Navigation to locate a casualty in woodlands or bush areas used to be a real challenge, but the increasing availability of GPS and satellite phones has helped a lot.

“When you go on a scene call, even if it’s on a roadway, you never know exactly where you’ll be able to land until you get there,” Cunnington notes. “Sometimes the police or fire department already at the scene are surprisingly well-trained and well-equipped to select and mark a landing zone, and, other times, we’re pretty much on our own.”

Flying onto rooftop pads at hospitals can be tricky if the winds are gusty, he observes, with St. Michael’s Hospital in downtown Toronto being especially challenging.

“It’s not much different from landing on a mountaintop,” he says. “You have to assess what effect the nearby buildings are having on the wind, and the windsock at the pad only helps so much. Yesterday, we landed on the roof of St. Mike’s in 30-knot winds and it was fine, because it was directly on our nose, coming down the corridor of those buildings. But had the wind been 30 degrees off from my right, we wouldn’t have gotten in there…it would have been way too turbulent.

“I love my job, and I think virtually all the other pilots do, too,” Cunnington says. “It’s rewarding to help people…the flying varies with every shift…and I can be home with my wife at some point each day. It’s never a chore to come to work.”

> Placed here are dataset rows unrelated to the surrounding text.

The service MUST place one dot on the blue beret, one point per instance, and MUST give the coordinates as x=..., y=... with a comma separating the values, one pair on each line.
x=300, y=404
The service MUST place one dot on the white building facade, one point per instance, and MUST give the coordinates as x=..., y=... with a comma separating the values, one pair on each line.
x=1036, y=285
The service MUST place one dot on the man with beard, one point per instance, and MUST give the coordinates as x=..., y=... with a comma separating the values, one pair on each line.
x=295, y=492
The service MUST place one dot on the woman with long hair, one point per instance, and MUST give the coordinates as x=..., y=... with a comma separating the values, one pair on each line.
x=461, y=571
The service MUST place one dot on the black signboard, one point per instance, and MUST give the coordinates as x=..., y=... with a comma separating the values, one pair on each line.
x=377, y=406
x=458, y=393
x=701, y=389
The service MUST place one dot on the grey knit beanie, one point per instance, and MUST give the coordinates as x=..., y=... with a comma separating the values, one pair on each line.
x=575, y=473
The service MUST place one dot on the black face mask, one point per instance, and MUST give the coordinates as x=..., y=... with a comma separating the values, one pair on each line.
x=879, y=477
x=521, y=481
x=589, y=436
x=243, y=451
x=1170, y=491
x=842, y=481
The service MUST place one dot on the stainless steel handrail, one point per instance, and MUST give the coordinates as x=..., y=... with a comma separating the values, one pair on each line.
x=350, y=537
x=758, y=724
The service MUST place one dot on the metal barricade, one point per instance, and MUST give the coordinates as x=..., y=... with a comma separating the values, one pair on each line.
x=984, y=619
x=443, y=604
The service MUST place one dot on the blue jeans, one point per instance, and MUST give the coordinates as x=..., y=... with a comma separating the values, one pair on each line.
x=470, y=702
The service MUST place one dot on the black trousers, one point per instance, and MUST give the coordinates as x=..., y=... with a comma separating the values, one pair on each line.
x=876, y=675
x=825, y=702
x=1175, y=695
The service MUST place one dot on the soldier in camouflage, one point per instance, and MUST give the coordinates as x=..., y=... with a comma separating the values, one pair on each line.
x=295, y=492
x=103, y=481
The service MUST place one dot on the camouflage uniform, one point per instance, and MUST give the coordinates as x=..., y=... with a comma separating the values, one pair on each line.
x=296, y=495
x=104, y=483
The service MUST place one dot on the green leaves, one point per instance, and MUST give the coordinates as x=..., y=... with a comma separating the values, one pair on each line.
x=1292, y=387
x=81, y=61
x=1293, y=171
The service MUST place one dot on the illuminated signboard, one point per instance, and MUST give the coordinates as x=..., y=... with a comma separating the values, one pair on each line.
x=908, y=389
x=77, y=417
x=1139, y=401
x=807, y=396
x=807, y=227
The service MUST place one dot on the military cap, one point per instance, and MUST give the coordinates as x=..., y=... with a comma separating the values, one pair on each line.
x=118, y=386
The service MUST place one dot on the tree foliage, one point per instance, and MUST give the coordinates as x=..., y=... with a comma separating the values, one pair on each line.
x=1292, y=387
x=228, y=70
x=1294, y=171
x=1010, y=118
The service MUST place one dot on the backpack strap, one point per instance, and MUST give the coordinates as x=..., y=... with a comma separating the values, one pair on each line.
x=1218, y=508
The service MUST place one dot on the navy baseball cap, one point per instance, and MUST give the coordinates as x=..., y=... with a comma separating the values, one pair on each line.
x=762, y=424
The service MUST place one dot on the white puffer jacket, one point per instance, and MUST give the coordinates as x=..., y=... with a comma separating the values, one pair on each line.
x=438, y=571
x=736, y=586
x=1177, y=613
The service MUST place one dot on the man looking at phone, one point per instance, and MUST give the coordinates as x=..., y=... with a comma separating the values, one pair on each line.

From the CEO and other senior management to the pilots and paramedics at the pointy end, there’s a very obvious common thread in the Ornge operation, as summed up by Chris Mazza:
“Our goal every day is to offer our patient-transport passengers at least the same level of care they were getting at the hospital they’d just left, and to give trauma-call patients the best-possible care until they arrive at the receiving medical facility. We see ourselves as a ‘virtual hospital,’ not just a transportation service.”